Plus de la moitié des négociants ont répondu sans faire aucune référence au rapport ni aux informations spécifiques qu’il contient sur le secteur ou des entreprises en particulier, ce qui est décevant. À grand renfort de déclarations génériques, telles que «Nous avons une politique en matière de droits humains» ou «Nous faisons plus que les autres», la plupart des entreprises ont tenté de contourner les problèmes concrets pour se dédouaner de toute responsabilité. Car comme le démontre notre rapport, ce ne sont pas des directives édictées par les négociants eux-mêmes qui empêcheront des violations de droits humains ou des normes environnementales, et se comparer à la concurrence n’aide en rien. Une entreprise nous a même signalé une faute de frappe dans le rapport au lieu de réagir aux abus concrets perpétrés dans le négoce international de matières premières agricoles. Il s’agit là pour nous d’un aveu qu’il existe bien des problèmes dans ce secteur.

Et même les entreprises qui ont apporté des réponses détaillées à notre rapport l’ont fait sans avancer d’éléments substantiels. Elles se sont contentées de combler certaines lacunes dans les données, or celles-ci sont justement dues à l’opacité du secteur. Sans informations crédibles et actuelles – par exemple sur la réparation adéquate des abus –, nous sommes contraints de continuer à nous fier aux données publiquement disponibles, et celles-ci dénotent dans la plupart des cas des comportements peu glorieux de la part des négociants agricoles.

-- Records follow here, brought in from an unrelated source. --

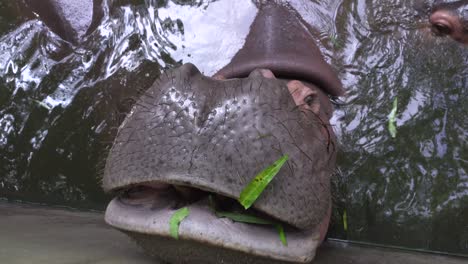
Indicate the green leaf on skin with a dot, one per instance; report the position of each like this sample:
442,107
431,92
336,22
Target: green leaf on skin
253,190
175,221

Des instruments reconnus mais inutilisés

De nombreuses entreprises concèdent certes qu’il y a encore beaucoup à faire pour remédier aux problèmes du secteur. Elles se contentent de projets philanthropiques sélectifs plutôt que de s’engager pour la mise en œuvre systématique de leur responsabilité en matière de droits humains. Il existe pourtant des instruments suffisamment adéquats pour ce faire, tels que les Principes directeurs des Nations unies relatifs aux entreprises et aux droits de l'homme (UNGP) ou la Déclaration des Nations unies sur les droits des paysans et des autres personnes travaillant dans les zones rurales (UNDROP), adoptée en décembre 2018.

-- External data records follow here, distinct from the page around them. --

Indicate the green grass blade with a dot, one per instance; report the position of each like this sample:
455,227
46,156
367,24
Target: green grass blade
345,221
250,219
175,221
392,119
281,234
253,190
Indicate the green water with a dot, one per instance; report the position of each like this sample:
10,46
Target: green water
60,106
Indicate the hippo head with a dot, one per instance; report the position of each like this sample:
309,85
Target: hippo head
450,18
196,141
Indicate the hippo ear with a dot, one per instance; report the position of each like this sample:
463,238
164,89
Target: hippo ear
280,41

Cela fait maintenant huit ans que le Conseil des droits de l’homme des Nations unies a adopté les UNGP. Ces principes directeurs sont depuis lors devenus le cadre de référence de la responsabilité des entreprises en matière de droits humains et d’environnement. Fin 2018, un guide spécifique basé sur ces principes a été publié pour le secteur suisse du négoce de matières premières ; celui-ci est censé guider les négociants dans la mise en œuvre de leur responsabilité. Selon l’association professionnelle des négociants en matières premières (Swiss Trading and Shipping Association, STSA), ce guide est déjà majoritairement mis en œuvre par le secteur et ne fait que codifier les pratiques actuelles. Cette affirmation est tout à fait surprenante. Seules certaines entreprises ont mentionné le guide dans leur réponse en réaction à notre rapport. Le reste des négociants n’ont pas jugé utile d’y faire référence.

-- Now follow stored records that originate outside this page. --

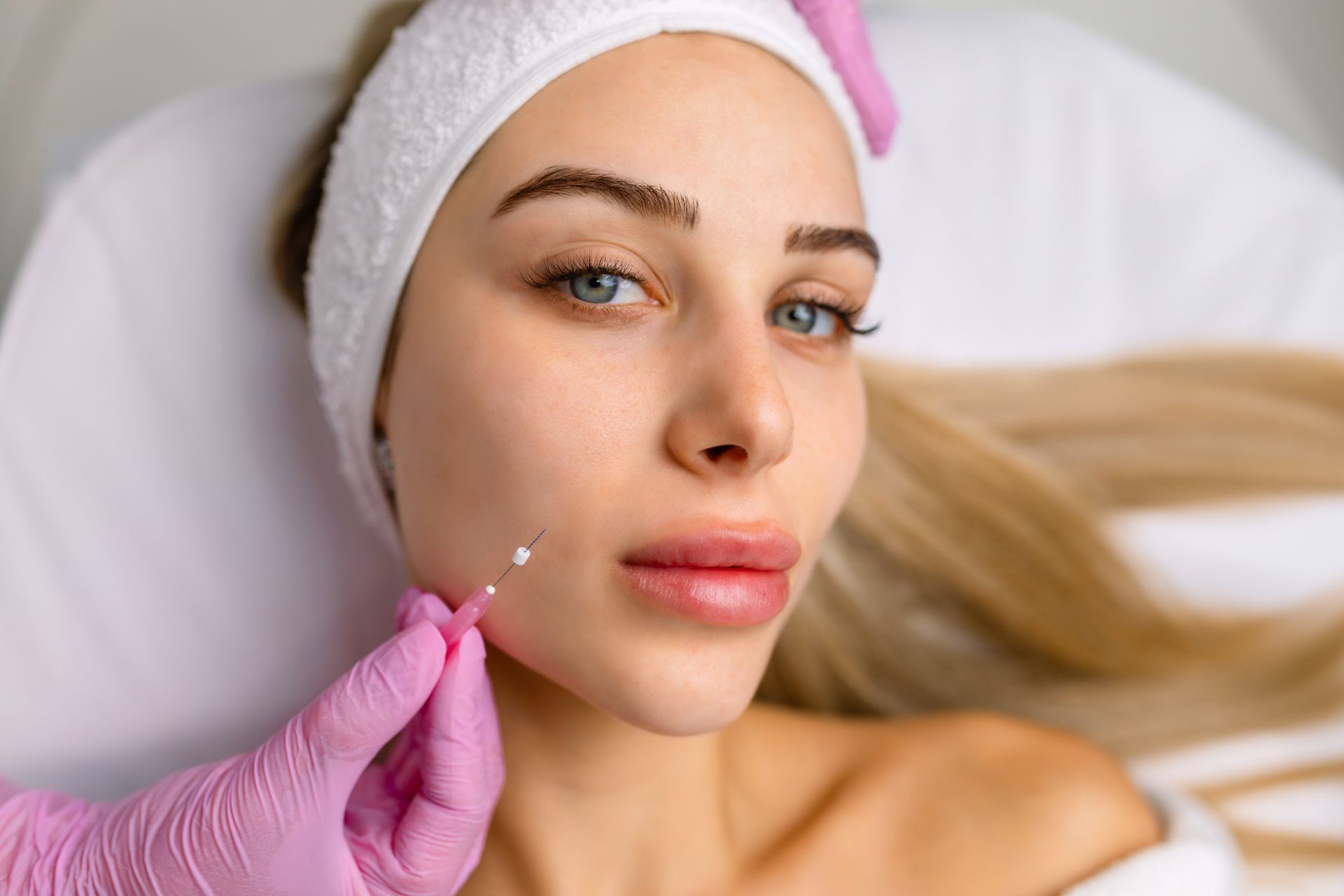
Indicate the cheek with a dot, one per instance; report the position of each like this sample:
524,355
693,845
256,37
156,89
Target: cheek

La déclaration UNDROP n’a quant à elle jamais été mentionnée dans les réponses des négociants. Sur la base des instruments de protection des droits humains reconnus à l’international, cette déclaration spécifie des droits fondamentaux comme le droit à un niveau de vie suffisant. Des revendications centrales comme le droits aux semences, à la terre et à la biodiversité sont également expliquées. La Suisse s’est prononcée en faveur de la déclaration UNDROP lors de l’assemblée générale des Nations unies en décembre 2018. Mais la Confédération semble toutefois peu disposée à s’engager pour que cet outil soit reconnu comme central pour la protection des droits humains sur les chaînes de valeur agricoles. Les entreprises ne font non plus pas cas de cette déclaration qu’elles ne mentionnent pas en tant qu’instrument adéquat.

Des mesures contraignantes sont nécessaires

De manière générale, aucune entreprise n’a remis en question notre analyse – elles ont seulement rejeté la faute sur leurs concurrents dans la plupart des cas. Comme nous l’expliquons également dans notre réponse aux réactions des entreprises : après des décennies d’auto-réglementation infructueuse de la part des entreprises, il est grand temps d’adopter des mesures contraignantes pour remédier aux problèmes du secteur. Il y a de toute façon trop peu à attendre des entreprises dans un avenir proche.